Tan valiosos resultan para nuestro acervo Calderón, Lorca, Pardo Bazán o Galdós como Ramón Llull, Rosalía de Castro, Gabriel Aresti o Fernán Coronas
Ello no impide que esos nacionalismos empleen las lenguas como cebo con el que captar nuevos adeptos y que en ocasiones la táctica dé resultado. Pero de eso no tienen la culpa los idiomas, sino quienes han permitido, por acción u omisión, que puedan llegar a convertirse en una razón para la afrenta. Lejos de congratularnos por el hecho de habitar un territorio donde la confluencia de culturas variopintas ha conformado un carácter diverso y fascinante, de buscar en el diálogo y el intercambio un lugar común en el que crecer y hacernos fuertes, nos obstinamos por levantar parapetos desde los que lanzar pedradas al vacío.

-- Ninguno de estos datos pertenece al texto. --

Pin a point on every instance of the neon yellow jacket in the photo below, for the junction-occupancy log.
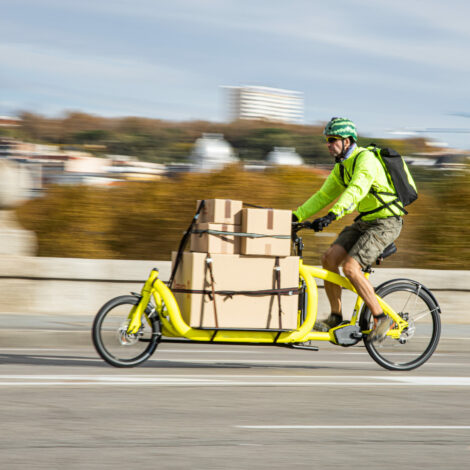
(362, 171)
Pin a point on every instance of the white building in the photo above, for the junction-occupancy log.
(212, 152)
(271, 104)
(286, 156)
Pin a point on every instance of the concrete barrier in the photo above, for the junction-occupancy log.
(71, 286)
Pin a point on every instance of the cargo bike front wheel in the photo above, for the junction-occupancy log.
(110, 337)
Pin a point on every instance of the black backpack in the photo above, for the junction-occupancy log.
(398, 175)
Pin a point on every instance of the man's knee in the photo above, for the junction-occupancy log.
(351, 267)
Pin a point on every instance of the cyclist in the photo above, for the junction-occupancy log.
(356, 172)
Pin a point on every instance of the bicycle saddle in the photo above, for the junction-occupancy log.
(389, 250)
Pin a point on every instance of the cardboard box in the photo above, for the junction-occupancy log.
(236, 273)
(266, 222)
(221, 211)
(215, 243)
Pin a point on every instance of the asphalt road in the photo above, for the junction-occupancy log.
(231, 407)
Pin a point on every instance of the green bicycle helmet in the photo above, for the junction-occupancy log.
(342, 127)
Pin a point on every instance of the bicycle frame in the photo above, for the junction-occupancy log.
(173, 324)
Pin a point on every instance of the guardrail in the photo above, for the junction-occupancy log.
(73, 286)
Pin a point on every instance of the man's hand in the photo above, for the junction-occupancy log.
(319, 224)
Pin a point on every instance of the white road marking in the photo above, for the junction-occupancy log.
(293, 426)
(231, 380)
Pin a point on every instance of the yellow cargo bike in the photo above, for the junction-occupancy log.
(127, 329)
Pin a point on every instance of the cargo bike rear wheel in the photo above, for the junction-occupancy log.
(110, 337)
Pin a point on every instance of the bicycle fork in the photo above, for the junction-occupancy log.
(136, 313)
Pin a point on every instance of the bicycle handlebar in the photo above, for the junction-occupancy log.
(297, 226)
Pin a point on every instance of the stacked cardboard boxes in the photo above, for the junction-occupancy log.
(242, 282)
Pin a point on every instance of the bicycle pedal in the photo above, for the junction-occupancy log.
(307, 347)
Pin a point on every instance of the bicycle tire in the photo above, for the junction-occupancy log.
(111, 340)
(401, 354)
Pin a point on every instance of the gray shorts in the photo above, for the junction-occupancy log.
(366, 240)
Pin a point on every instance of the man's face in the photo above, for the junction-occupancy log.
(335, 144)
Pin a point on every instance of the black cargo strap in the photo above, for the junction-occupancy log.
(231, 293)
(385, 205)
(211, 273)
(183, 243)
(238, 234)
(277, 286)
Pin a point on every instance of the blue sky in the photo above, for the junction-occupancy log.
(388, 65)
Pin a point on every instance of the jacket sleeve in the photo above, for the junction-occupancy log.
(365, 173)
(329, 191)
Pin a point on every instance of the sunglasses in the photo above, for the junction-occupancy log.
(332, 139)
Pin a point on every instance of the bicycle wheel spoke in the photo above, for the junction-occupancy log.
(418, 340)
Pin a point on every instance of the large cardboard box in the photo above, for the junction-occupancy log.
(215, 243)
(236, 273)
(266, 222)
(221, 211)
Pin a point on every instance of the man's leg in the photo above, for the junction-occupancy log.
(353, 271)
(332, 260)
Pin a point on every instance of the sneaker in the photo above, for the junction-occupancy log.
(333, 320)
(380, 330)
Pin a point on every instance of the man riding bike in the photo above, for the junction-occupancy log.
(356, 173)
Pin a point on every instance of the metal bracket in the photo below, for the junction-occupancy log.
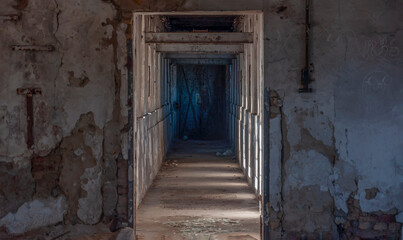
(43, 48)
(305, 72)
(10, 17)
(29, 92)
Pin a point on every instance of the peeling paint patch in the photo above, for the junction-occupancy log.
(81, 81)
(34, 214)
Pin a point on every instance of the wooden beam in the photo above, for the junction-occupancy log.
(194, 48)
(199, 56)
(202, 61)
(190, 37)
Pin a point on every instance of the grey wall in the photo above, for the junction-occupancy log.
(336, 154)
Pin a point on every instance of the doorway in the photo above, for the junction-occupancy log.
(198, 76)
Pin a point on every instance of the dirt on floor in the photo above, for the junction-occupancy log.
(198, 195)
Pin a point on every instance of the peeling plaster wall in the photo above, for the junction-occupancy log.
(334, 153)
(343, 140)
(79, 119)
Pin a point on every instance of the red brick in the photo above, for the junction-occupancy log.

No queremos aceptar que la unidad nace de la suma de muchas particularidades, ni tampoco que las partes deben asumir un marco trazado desde el todo y ese todo, en justa correspondencia, tiene que perfilar un entorno en el que todas las partes encuentren acomodo. No somos capaces de interiorizar que tan valiosos resultan para nuestro acervo Calderón, Lorca, Pardo Bazán o Galdós como Ramón Llull, Rosalía de Castro, Gabriel Aresti o Fernán Coronas. Ni nos da por razonar que, si creemos que Galicia, Euskadi o Cataluña son parte de España, lo lógico es deducir que el gallego, el euskera o el catalán también son lenguas de España y que merecen ser reconocidas como tales. Que en aras de intereses políticos se cometan excesos con ellas, que se las vapulee o se las convierta en estandartes con los que arropar veleidades nada amables, no implica que tengan que ver menoscabado su derecho a existir, ni justifica el desprecio con el que tristemente las obsequian quienes las desconocen.
Miguel Barrero es escritor y periodista. Su última novela es El rinoceronte y el poeta (Alianza).